- Born: 9 April 1986 (age 39) Tirana, Albania
- Occupations: Television presenter Actress
- Years active: 2007–present
- Spouse: Besnik Krapi ​(m. 2019)​
- Children: 2

= Jonida Vokshi =

Albanian television presenter and actress (born 1986)

Jonida Vokshi (born 9 April 1986) is an Albanian television presenter and actress. She is best known for her role as Elizabeta in the comedy series O sa mirë, for co-hosting the 59th Festivali i Këngës, and as co-presenter of Big Brother VIP Kosova.

==Biography==
Vokshi was born in Tirana, Albania. She studied acting and film directing at the Academy of Arts in Tirana, graduating in 2008, and later worked as a lecturer in drama.

==Career==
Vokshi began acting in Albanian television and film productions in the late 2000s and was for around a decade one of the faces of the television platform DigitAlb.
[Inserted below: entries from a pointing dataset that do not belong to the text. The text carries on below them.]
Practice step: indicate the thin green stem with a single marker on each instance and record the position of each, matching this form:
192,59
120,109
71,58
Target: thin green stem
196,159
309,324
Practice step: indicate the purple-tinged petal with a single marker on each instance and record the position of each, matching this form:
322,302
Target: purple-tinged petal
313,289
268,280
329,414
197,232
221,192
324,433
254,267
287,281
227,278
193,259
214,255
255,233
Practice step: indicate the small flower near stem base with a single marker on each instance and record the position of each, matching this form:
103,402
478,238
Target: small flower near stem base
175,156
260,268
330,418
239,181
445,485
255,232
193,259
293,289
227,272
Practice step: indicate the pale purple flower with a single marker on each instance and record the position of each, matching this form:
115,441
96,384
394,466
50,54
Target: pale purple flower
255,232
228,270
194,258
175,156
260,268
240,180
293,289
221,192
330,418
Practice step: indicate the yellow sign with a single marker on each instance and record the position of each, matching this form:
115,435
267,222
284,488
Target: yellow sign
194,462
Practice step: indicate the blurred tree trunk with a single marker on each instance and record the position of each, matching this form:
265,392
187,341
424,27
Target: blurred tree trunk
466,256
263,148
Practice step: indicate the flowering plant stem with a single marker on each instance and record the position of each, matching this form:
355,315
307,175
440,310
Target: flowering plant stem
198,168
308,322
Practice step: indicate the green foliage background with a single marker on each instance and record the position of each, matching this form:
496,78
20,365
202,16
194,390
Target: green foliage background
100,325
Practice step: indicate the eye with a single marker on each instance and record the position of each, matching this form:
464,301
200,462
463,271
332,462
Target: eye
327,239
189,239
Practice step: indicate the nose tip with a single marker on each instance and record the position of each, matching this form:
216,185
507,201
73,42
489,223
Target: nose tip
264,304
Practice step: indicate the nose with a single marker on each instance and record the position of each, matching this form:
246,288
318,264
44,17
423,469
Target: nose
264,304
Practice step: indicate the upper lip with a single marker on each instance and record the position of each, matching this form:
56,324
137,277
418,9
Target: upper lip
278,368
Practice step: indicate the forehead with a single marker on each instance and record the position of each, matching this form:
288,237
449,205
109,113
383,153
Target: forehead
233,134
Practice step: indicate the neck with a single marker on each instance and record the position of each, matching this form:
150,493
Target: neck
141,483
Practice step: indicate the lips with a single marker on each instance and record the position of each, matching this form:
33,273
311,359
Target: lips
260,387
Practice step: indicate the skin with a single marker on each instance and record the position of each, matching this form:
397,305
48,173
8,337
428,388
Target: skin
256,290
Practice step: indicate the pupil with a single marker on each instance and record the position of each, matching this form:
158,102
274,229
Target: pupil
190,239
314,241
In 2013, she was cast as Elizabeta in the sitcom O sa mirë, broadcast on Top Channel until 2017.

She later appeared as a jury member in the talent show Top Talent on Top Channel.

In December 2020, she co-hosted the 59th Festivali i Këngës alongside Blendi Salaj. Due to the COVID-19 pandemic, the event was held for the first time, outdoors at Sheshi Italia in Tirana.

Since 2022, Vokshi has co-presented Big Brother VIP Kosova with Alaudin Hamiti.

==Filmography==
===Films===
- Shenjtoria (short film, 2008) – cast member
- 6 Idiotët (2014) – as Përbindëshi
- Shtatë Ditë (2016) – as Lana
- Derë e hapur (Open Door, 2019)
- The Albanian Virgin (2021) – as Lule

===Television===
- O sa mirë (2013–2017) – as Elizabeta
- Skanderbeg (2017) – as Lula
- HOT: Humans of Tirana (2021) – cast member
- Big Brother VIP Kosova (2022–present) – co-presenter

==Personal life==
In September 2019, Vokshi married actor and director Besnik Krapi in Tirana. They have two children.